RE-GrievanceAssist: Enhancing Customer Experience through ML-Powered Complaint Management
Venkatesh C, Harshit Oberoi, Anurag Kumar Pandey, Anil Goyal, Nikhil Sikka
TL;DR
RE-GrievanceAssist tackles the challenge of high-volume real estate customer complaints by delivering an end-to-end ML pipeline for triage, routing, and auto-replies. It combines a response/no-response classifier using TF-IDF with XGBoost, a user-type classifier using FastText, and a hierarchical issue/sub-issue classifier using TF-IDF plus XGBoost, deployed as a Databricks batch workflow. On a test set, the components achieve F1-scores of $86.39\%$, $90\%$, $72.95\%$, and $62.23\%$ for response/no-response, user-type, issue, and sub-issue respectively, indicating strong discriminative performance.
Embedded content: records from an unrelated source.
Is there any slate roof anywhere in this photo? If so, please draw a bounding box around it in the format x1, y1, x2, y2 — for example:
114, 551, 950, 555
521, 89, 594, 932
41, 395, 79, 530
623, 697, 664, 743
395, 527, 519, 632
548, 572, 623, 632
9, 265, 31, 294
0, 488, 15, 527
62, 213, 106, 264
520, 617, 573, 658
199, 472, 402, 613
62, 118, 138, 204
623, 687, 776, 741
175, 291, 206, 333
In deployment, the system automates around $40\%$ of tickets and reduces manual effort by about $50\%$ for the remainder, yielding monthly savings of Rs $1,50,000$ since August 2023 and facilitating faster grievance resolution in the real-estate domain.
Abstract
In recent years, digital platform companies have faced increasing challenges in managing customer complaints, driven by widespread consumer adoption. This paper introduces an end-to-end pipeline, named RE-GrievanceAssist, designed specifically for real estate customer complaint management. The pipeline consists of three key components: i) response/no-response ML model using TF-IDF vectorization and XGBoost classifier ; ii) user type classifier using fasttext classifier; iii) issue/sub-issue classifier using TF-IDF vectorization and XGBoost classifier. Finally, it has been deployed as a batch job in Databricks, resulting in a remarkable 40% reduction in overall manual effort with monthly cost reduction of Rs 1,50,000 since August 2023.